Dropout Docs: Bay Area Doctors Quit Medicine to Work for Digital Health Startups | KQED

File this under #notSurprisingAtAll.

A particularly damning indictment of clinical medicine:

“I loved working with patients but I looked around me and realized that I didn’t want the jobs of anybody who had ‘succeeded’ as a clinician,” said Rebecca Coelius, who graduated with an MD from UCSF.

I fear more and more medical students and residents are feeling this way. Though there is no shortage of excellent clinical mentors, their career and lifestyle may not be appealing to the current generation of trainees.

Coelius goes on to note:

“Tech culture is very appealing when juxtaposed against the hierarchy and myriad hoops to be jumped through in clinical medicine,” she explained.

What hoops exist?

The most familiar to the public include performing well in an undergraduate program, doing well on the MCAT, applying for and getting into medical school, then completing a residency.

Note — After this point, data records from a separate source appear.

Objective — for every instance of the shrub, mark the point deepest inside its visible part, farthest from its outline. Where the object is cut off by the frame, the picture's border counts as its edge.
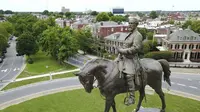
(159, 55)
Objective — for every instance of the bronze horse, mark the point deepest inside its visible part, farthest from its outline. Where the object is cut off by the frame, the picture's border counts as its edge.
(107, 74)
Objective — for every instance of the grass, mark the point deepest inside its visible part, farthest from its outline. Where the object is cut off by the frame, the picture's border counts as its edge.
(25, 82)
(30, 81)
(80, 101)
(41, 61)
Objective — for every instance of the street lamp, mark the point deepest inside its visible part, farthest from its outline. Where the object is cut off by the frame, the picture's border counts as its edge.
(50, 75)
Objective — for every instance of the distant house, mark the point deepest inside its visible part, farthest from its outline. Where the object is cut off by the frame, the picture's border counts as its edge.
(115, 39)
(176, 16)
(63, 22)
(105, 28)
(185, 45)
(80, 24)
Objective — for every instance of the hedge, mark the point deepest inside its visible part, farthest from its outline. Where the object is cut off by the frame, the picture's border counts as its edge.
(159, 55)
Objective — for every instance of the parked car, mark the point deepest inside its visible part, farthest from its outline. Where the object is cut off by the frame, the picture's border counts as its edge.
(1, 60)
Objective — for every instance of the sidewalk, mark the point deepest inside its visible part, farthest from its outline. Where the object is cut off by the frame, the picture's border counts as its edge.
(186, 70)
(44, 75)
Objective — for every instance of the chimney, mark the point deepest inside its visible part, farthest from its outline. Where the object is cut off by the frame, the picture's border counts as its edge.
(168, 33)
(101, 23)
(189, 27)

There are many, many less familiar hoops that include the four USMLE licensing exams [1], the process of applying for residency (which includes traveling all around the country), applying for licensure in a given state as a resident then later as a practicing physician [2], becoming credentialed at a hospital (forms for which may be up to 100 pages long and a process that takes months) [3], applying for a myriad of ‘numbers’ such as a National Provider Identifier and DEA number, obtaining malpractice insurance, creating/maintaining an academic portfolio (which can take up entire 3" three-ringed binders, passing medical specialty boards [4], and maintaining board certification through the Maintenance of Certification programs. This is not an exhaustive list but represents only the bare minimum [5].

The medical students detailed in this article who have jumped to startups had to do none of these things and will likely make more money working fewer hours in their positions than they ever would have as doctors.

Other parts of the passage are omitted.